Technology
Cluster Ion Beams
Cluster Ion Beams
Why Cluster Ion Beams?
As semiconductor devices scale, the energy of the ion implant also scales. Very low energy implant, and very advanced annealing technologies are required to produce Ultra Shallow Junctions, or “USJs”. Conventional implant systems cannot perform to expected levels at low energy due to fundamental physical limits in the extraction and transport of ion beams at low energy.
The low productivity of conventional systems at low energy is shown in Figure 2.

The use of cluster ion beams “unties the Gordian knot” and solves the productivity problem with low energy implant.
Cluster ions include many dopant atoms (N) per ion. In this way, the implanter operates at a higher energy (N times the process energy) which avoids the low energy extraction and transport limits. In addition, the dose rate is then N times the beam current. Using cluster ions, a conventional implanter can perform with N2 the productivity compared to standard operation with single atoms of the dopant species.
There are further benefits to the implantation of cluster ions compared to conventional methods. In a standard implanter, productivity is enhanced by the use of decel, where the beam is extracted and transported at higher energy and then decelerated before impacting the wafer. This method always involves implanting with a fraction of the beam still at the higher energy or “energy contamination”. Such energy contamination makes the formation of USJs very difficult today, and impossible to meet future requirements. The use of cluster ion implantation eliminates the need for deceleration and therefore avoids energy contamination.

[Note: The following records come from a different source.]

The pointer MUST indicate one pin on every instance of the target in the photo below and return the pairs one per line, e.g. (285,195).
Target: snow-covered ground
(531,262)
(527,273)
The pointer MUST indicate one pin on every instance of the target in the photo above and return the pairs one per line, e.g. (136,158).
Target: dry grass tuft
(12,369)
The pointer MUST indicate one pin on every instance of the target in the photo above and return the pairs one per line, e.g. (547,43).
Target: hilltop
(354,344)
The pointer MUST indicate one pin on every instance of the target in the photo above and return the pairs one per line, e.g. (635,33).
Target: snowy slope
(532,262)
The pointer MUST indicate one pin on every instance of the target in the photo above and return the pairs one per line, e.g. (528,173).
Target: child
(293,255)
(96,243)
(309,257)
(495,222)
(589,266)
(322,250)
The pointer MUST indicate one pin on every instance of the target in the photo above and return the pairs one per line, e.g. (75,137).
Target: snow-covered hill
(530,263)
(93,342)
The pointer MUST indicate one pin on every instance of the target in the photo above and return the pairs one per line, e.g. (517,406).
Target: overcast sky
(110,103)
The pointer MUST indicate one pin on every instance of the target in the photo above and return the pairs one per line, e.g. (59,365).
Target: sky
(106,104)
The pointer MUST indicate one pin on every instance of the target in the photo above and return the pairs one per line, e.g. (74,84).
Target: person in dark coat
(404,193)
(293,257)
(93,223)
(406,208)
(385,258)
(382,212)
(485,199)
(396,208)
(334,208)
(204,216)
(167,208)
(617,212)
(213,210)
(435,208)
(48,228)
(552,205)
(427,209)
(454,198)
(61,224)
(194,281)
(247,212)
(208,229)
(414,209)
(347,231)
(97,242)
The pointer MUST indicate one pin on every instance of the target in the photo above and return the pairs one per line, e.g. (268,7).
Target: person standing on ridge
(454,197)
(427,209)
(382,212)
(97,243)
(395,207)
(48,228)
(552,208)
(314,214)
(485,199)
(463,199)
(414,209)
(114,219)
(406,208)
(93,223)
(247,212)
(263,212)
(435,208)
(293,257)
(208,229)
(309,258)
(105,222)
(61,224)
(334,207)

The SemEquip ion source has been designed specifically for the production and preservation of cluster ions. Our source produces cluster ions of all the species of interest to the semiconductor industry, including boron, arsenic and phosphorus. The critical need in the industry is for boron clusters, since the formation of P-type (Boron doped) USJs is the main bottleneck in semiconductor fabrication.
Benefit for USJ
The use of cluster ion beams directly addresses the low energy limitations of conventional ion implantation, in two major ways. First, the use of a cluster of N atoms of the intended dopant requires that the implanter operate at NEo, where Eo is the energy per dopant atom. This increase in energy avoids the low energy limits and allows a conventional ion implanter to operate in the energy range of it’s original design. Secondly, there is only one electrical charge per cluster, rather than one charge per atom, so the charge density is much reduced, further improving the extraction and transport of these beams. Putting these factors together, one can derive that an increase in dose rate of N2 is possible for cluster ion beams, compared to conventional single atom implantation with the same effective energy.
Boron Cluster Ion Beams
The critical need is for P-type low energy implants, so clusters of boron are an exciting opportunity. SemEquip has pioneered the use of ClusterBoron® (see products page) for the production of cluster ions containing 18 boron atoms. The use of this cluster ion allows the implanter to run with an extraction voltage of 10kV and still produce an implant process equivalent to 0.5keV monomer boron. The dose rate enhancement of using clusters makes the throughput of such a process many times higher than a conventional implant process for 0.5keV boron. In addition to the B18 cluster, the SemEquip ClusterIon® source can produce many other clusters of boron, such as B2, B4, B5, B6, B10, etc depending on the desired process.
Arsenic Tetramer Ion Beams
For N-type cluster implants, SemEquip uses a cluster of 4 arsenic atoms, which is called the arsenic tetramer (As4, n=4). Thus, the arsenic cluster process uses an energy four times the conventional arsenic process would use and has a charge density 4x lower than a conventional implant of the same dose rate.